Perhaps this album is different than other Modest Mouse releases because its scope is smaller. The band still genre jumps with ease, from the Tom Waits/Pogues dirge of "The Devil's Workday" to the upfront funk rock of first single, "Float On" to the confessional ballad, "One Chance," but it does it with smoother production, tighter, simpler drumming (thanks to new skinsman Benjamin Weikel), and with an underlying sense of melody. Lyrically, the band revisits the themes of "Polar Opposites'" "I'm trying to drink away the part of the day that I cannot sleep away," on several tracks, including the thoughtful "The World at Large" which contains the brilliant couplet "I like songs about drifters- books about the same. They both seem to help me feel a little less insane." Despite a confidence in the musical composition of this album, the lyrics are still the same off-kilter self deprecation you've come to expect from Brock.
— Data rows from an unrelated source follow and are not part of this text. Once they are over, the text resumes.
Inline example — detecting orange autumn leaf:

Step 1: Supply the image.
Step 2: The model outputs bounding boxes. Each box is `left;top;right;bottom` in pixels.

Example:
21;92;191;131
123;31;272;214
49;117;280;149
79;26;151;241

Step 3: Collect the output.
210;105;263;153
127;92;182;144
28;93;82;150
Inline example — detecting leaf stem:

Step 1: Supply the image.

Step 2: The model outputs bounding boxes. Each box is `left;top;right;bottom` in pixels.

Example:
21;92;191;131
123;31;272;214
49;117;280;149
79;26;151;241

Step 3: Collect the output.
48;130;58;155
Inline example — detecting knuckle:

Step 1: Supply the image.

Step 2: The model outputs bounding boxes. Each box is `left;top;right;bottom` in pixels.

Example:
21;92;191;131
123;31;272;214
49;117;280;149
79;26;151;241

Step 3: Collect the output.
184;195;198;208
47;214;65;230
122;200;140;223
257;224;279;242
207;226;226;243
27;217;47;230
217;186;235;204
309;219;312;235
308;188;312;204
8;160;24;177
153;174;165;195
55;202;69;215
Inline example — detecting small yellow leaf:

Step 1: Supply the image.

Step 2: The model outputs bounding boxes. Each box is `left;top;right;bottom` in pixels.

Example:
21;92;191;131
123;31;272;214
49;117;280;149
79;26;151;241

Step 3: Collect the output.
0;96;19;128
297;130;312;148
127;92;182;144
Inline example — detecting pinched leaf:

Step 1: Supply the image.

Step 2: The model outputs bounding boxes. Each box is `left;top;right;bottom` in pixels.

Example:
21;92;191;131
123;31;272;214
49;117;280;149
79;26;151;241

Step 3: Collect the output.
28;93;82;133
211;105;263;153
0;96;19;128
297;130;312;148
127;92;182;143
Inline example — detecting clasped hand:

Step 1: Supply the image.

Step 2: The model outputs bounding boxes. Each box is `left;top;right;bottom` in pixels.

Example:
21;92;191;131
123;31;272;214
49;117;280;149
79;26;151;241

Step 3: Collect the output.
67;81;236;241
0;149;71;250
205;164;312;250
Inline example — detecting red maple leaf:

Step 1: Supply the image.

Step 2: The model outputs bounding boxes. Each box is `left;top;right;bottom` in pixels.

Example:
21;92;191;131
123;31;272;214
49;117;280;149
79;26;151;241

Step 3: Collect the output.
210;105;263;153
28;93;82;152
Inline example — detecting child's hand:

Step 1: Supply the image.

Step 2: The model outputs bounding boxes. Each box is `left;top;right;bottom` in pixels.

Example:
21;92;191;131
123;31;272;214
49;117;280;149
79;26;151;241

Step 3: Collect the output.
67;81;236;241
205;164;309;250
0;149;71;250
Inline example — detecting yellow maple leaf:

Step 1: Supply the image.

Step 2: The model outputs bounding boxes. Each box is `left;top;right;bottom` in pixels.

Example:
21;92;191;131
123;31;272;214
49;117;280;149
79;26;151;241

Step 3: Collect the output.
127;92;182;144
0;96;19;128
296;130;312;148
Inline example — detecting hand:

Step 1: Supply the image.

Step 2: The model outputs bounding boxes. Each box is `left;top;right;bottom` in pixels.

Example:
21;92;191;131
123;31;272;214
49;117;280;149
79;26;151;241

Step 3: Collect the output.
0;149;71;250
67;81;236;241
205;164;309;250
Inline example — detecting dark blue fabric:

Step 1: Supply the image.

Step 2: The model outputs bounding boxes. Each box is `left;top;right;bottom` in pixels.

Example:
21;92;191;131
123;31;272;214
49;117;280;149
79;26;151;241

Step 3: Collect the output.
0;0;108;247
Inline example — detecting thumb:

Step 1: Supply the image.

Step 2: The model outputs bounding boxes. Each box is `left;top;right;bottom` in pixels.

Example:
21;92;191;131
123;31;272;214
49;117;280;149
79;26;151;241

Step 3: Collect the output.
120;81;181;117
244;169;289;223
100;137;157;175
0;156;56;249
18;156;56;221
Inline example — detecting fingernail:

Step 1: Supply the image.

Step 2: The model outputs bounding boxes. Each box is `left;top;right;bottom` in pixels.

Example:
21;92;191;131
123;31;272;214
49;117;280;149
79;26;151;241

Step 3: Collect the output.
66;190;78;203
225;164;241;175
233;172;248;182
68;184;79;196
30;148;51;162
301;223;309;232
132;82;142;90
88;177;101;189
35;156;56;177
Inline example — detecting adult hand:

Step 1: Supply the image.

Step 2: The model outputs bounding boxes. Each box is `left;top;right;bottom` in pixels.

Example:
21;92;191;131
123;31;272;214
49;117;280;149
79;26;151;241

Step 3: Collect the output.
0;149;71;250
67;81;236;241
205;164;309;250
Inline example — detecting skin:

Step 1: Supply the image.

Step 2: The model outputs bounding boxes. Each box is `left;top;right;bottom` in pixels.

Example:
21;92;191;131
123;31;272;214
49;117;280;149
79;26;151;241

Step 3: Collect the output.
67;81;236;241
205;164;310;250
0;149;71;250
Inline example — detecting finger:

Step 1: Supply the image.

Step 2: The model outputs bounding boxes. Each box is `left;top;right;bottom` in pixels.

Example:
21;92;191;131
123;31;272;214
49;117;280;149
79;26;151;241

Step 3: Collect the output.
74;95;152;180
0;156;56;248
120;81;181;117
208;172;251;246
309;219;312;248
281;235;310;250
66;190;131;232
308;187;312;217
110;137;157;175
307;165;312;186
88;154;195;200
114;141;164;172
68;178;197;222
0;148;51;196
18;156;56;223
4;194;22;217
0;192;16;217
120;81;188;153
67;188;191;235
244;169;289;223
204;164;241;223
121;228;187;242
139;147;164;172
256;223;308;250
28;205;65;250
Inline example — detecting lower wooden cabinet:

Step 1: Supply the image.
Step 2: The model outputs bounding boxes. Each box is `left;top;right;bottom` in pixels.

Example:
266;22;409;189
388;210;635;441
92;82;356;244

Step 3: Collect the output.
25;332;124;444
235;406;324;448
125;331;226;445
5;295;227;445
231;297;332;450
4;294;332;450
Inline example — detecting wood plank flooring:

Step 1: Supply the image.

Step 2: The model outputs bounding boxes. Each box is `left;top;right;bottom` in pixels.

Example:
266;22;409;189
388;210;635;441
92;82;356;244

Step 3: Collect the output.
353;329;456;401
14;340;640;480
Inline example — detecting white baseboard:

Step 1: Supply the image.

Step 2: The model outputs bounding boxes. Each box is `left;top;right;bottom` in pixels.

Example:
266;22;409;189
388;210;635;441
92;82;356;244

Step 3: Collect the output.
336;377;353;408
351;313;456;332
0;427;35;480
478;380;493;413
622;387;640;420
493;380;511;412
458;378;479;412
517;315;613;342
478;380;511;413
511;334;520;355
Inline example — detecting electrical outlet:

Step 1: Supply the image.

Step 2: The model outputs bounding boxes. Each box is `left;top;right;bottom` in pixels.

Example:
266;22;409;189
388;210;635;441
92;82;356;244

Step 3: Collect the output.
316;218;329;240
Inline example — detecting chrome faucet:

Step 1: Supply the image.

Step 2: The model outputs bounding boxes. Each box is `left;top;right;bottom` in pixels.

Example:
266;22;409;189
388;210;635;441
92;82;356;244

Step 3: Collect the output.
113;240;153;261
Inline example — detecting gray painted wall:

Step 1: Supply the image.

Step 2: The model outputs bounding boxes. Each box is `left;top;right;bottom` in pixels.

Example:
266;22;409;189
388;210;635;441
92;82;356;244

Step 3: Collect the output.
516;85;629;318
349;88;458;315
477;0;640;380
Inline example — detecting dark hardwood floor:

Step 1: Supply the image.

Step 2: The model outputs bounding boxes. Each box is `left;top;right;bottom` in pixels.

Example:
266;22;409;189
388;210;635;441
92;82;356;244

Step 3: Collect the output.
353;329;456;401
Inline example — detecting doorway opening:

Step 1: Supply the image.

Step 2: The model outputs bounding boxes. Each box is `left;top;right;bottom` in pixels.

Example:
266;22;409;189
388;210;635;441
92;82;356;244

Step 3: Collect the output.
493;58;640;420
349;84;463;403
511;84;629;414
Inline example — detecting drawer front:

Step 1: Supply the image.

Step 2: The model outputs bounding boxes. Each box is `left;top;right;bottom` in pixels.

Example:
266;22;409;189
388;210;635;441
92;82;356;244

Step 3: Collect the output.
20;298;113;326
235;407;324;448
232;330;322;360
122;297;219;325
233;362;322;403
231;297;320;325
The insecurity seeps from the songs, on the repetition of "I don't know" in the glazed over rock "Ocean Breathless Salty" or elsewhere in the plaintive "Blame It On The Tetons" where Brock with its summation of "god, I need a scapegoat now." The songs may be poppier, but that in no way translates to a decrease in quality.
I remember in a review I wrote of Sad Sappy Sucker, an EP the band released a few years ago, that I started the review with a uber-pretentious stream of conscience style passage where no word related to the one before it. I followed it up by saying if you say any unity in it, then you'd probably find some similarity between the bipolar nature of the tracks on the EP. On Good News, thanks in no small part to the production, the album works like a cross country trip, (perhaps a long drive for someone with nothing to think about... get it? Eh, screw off.), with each varying track being a different skyline or exit or main street, a portrait of one of the most unique sounding bands currently making music in America, and the perfect soundtrack to your next car trip.